Quebra-cabeças taxonômico
Entre as conquistas dessa publicação Leonardo destaca o desenvolvimento de uma ‘chave’ para identificação dos machos do gênero Leptogenys. “Uma chave taxonômica é uma sequência de passos que usamos para desvendar a identidade daquela espécie. Avaliamos diversas características do animal que vão nos levando à resposta sobre o nome. Desenvolver essa chave para o gênero é extremamente importante porque se não soubermos de quais formigas se tratam, impossibilitamos diversas pesquisas e possíveis descobertas para a ciência”, diz.

Trabalho ”de formiguinha”
Trocadilhos à parte, as pesquisas taxonômicas de espécies como formigas são essenciais para que pesquisadores de diversas outras áreas, como saúde e preservação do meio ambiente, por exemplo, possam desenvolver pesquisas e descobertas importantes para a manutenção da vida no planeta. Afinal, não é possível desenvolver nada sem antes saber a existência de determinada espécie.

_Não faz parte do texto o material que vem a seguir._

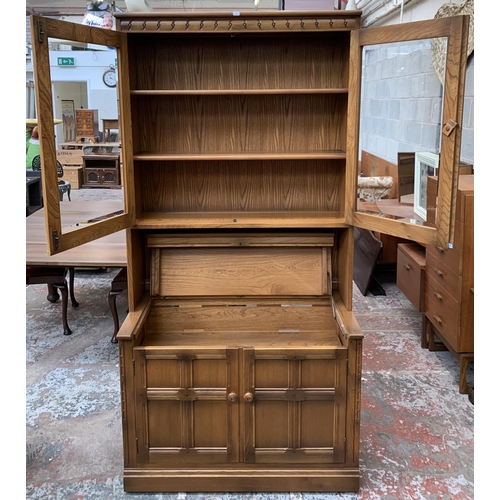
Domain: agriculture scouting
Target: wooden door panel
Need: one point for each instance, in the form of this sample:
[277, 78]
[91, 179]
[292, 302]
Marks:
[188, 405]
[294, 405]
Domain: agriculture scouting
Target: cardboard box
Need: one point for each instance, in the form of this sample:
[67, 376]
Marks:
[74, 175]
[70, 156]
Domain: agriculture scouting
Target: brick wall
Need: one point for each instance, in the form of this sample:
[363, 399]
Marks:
[402, 102]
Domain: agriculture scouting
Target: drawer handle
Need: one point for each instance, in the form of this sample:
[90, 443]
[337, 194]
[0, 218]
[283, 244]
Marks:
[439, 273]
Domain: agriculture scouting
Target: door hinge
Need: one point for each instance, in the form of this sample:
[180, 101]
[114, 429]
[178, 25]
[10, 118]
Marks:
[41, 33]
[449, 127]
[55, 239]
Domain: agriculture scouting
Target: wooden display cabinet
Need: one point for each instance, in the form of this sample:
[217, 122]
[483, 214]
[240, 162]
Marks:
[240, 358]
[87, 124]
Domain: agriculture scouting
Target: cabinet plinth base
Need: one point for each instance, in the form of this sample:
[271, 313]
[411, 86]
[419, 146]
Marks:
[250, 480]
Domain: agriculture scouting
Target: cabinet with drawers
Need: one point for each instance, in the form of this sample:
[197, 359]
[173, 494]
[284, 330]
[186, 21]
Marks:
[449, 286]
[410, 273]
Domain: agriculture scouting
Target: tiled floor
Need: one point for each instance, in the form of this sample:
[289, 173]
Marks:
[417, 431]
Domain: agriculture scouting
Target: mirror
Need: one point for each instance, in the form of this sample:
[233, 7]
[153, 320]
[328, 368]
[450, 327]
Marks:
[87, 132]
[400, 129]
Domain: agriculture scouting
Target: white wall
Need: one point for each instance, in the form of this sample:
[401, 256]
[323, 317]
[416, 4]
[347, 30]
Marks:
[83, 83]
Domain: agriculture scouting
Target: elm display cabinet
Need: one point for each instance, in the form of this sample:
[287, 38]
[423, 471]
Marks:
[247, 368]
[240, 358]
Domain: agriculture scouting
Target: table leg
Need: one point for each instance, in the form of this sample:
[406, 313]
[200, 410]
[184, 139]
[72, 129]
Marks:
[52, 294]
[63, 287]
[71, 270]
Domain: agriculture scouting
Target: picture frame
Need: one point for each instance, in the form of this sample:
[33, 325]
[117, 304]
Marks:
[69, 120]
[426, 165]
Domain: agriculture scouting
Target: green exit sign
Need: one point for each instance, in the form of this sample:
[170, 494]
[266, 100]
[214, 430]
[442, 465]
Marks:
[65, 61]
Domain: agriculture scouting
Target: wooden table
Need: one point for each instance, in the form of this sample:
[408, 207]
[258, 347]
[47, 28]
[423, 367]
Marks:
[109, 251]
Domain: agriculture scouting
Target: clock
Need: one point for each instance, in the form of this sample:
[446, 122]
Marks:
[109, 78]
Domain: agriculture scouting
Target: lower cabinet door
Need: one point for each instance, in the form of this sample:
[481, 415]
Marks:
[294, 406]
[187, 406]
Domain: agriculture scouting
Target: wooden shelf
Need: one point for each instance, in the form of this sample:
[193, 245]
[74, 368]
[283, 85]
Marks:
[306, 155]
[235, 220]
[223, 92]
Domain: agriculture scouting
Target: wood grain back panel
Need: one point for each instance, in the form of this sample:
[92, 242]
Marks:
[240, 123]
[255, 185]
[264, 62]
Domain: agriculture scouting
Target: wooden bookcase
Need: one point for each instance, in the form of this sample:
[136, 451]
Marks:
[247, 358]
[240, 358]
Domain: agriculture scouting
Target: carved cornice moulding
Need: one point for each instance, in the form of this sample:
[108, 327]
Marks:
[251, 22]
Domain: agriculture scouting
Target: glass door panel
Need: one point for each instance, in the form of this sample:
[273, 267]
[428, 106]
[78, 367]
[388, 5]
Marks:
[81, 159]
[405, 119]
[400, 130]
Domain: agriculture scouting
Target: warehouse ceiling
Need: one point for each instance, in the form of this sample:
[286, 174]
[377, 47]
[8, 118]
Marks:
[79, 7]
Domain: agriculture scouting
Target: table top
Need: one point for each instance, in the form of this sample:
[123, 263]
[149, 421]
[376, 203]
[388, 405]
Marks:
[109, 251]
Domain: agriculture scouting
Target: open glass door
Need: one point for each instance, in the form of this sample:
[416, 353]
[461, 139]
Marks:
[79, 121]
[405, 117]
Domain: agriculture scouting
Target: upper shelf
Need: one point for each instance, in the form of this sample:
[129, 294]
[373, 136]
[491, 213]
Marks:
[223, 92]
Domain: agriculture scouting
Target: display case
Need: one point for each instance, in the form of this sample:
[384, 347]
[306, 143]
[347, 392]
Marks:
[240, 357]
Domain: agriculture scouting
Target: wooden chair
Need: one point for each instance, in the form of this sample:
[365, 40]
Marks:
[55, 278]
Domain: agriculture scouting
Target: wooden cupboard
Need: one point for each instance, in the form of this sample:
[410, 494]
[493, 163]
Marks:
[87, 124]
[240, 358]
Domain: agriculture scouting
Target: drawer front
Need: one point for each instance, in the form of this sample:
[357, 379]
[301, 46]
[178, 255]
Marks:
[451, 257]
[443, 275]
[443, 312]
[410, 279]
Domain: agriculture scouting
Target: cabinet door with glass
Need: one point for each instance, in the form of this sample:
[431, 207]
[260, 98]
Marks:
[93, 52]
[405, 115]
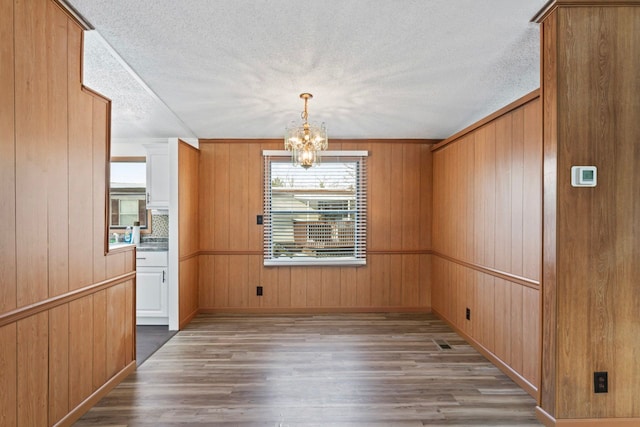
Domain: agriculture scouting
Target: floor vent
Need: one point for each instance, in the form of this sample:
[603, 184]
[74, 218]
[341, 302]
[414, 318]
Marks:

“O estudo taxonômico não gera um produto ou uma solução imediata para um problema na sociedade. Ele faz parte da ciência de base: a descrição das espécies é o primeiro passo na construção de conhecimento. É necessário identificá-las e levantar dados sobre elas, onde ocorrem, do que se alimentam e como se comportam, para, então, desenvolver pesquisas inovadoras, ou mesmo estudar o impacto daquele ser vivo na saúde pública”, detalha Leonardo, que atualmente pesquisa as articulações de determinadas formigas, estruturas que podem ser base para o desenvolvimento de próteses mecânicas.

A pesquisa taxonômica é muito desafiadora, pois são muitas espécies e o processo requer a análise de vários exemplares. Daí entra importância dos museus, que são verdadeiras bibliotecas da biodiversidade do passado e do presente. Geralmente os estudos taxonômicos envolvem diversas instituições, é um trabalho de muitas mãos, desafiado principalmente pela falta de financiamento”, completa.